Publications

We wanted to take a moment to summarize for you the uncertain status and politics of the HIPAA privacy regulations and the implications for this uncertainty on how to plan for HIPAA compliance and other information technology (IT) strategies. In short, this remains a time for evaluating your current privacy and security practices, thinking about big picture strategies, and evaluating how HIPAA privacy compliance will fit into your other IT initiatives.

As you know, the Department of Health and Human Services issued a “final” privacy HIPAA rule during the last hours of the Clinton administration, on December 28, 2000. Although initially effective February 14, 2001 with a general compliance date of February 14, 2003, the effective and compliance dates were pushed back to April 14, 2001 and April 14, 2003, respectively, due to a bureaucratic technical error.

Still further developments have arisen in the unstill wake of the final rule’s publication.
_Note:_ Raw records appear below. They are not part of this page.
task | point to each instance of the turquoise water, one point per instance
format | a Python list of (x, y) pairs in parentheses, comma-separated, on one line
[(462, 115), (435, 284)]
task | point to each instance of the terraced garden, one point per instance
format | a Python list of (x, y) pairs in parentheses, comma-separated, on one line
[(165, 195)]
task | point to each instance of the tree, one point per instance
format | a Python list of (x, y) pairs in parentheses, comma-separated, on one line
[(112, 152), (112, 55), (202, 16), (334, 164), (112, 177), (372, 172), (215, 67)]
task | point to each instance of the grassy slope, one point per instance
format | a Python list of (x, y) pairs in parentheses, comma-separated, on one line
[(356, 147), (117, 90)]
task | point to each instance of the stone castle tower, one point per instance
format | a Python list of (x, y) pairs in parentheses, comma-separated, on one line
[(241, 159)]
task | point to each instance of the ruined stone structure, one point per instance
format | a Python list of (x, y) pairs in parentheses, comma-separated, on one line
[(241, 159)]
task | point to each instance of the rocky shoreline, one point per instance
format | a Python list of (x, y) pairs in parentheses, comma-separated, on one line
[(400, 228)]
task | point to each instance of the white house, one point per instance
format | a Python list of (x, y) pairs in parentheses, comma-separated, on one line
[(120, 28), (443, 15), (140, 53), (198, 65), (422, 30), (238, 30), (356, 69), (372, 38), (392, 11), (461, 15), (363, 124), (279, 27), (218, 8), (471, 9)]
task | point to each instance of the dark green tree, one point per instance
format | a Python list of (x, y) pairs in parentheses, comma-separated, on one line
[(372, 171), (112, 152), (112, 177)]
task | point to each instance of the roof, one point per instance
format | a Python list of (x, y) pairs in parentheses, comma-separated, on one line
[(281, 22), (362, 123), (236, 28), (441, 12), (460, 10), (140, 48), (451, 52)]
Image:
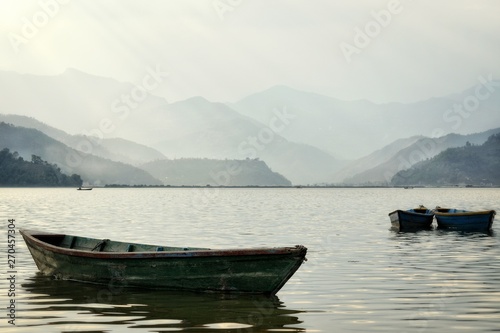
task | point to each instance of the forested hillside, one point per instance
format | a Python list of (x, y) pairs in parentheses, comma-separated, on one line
[(468, 165), (203, 171), (15, 171)]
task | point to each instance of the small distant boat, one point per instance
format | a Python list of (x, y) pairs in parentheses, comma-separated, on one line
[(412, 219), (103, 261), (464, 220)]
The new Secretary of HHS, Tommy Thompson, announced a 30-day comment period on the final rule, which ends Friday, March 30, 2001, an unusual administrative procedure. Although the comment period does not specifically delay implementation, it may result in some changes to the rule and potentially a further delay.

In addition, on March 15, Congressman Ron Paul introduced a joint resolution (HJR 38) in the House of Representatives to “disapprove” the privacy rule under the authority of the Congressional Review Act. The Congressional Review Act gives Congress the authority to review and disapprove the final rule before its effective date (April 14, 2001). If Congress adopts the resolution, the rule will effectively be revoked. The resolution has been referred to various House committees. It is not clear how much support there is in Congress for Rep. Paul’s resolution. Some prominent commentators and organizations are pushing for at least a delay in the implementation deadline while other interests maintain that the rule still does not go far enough.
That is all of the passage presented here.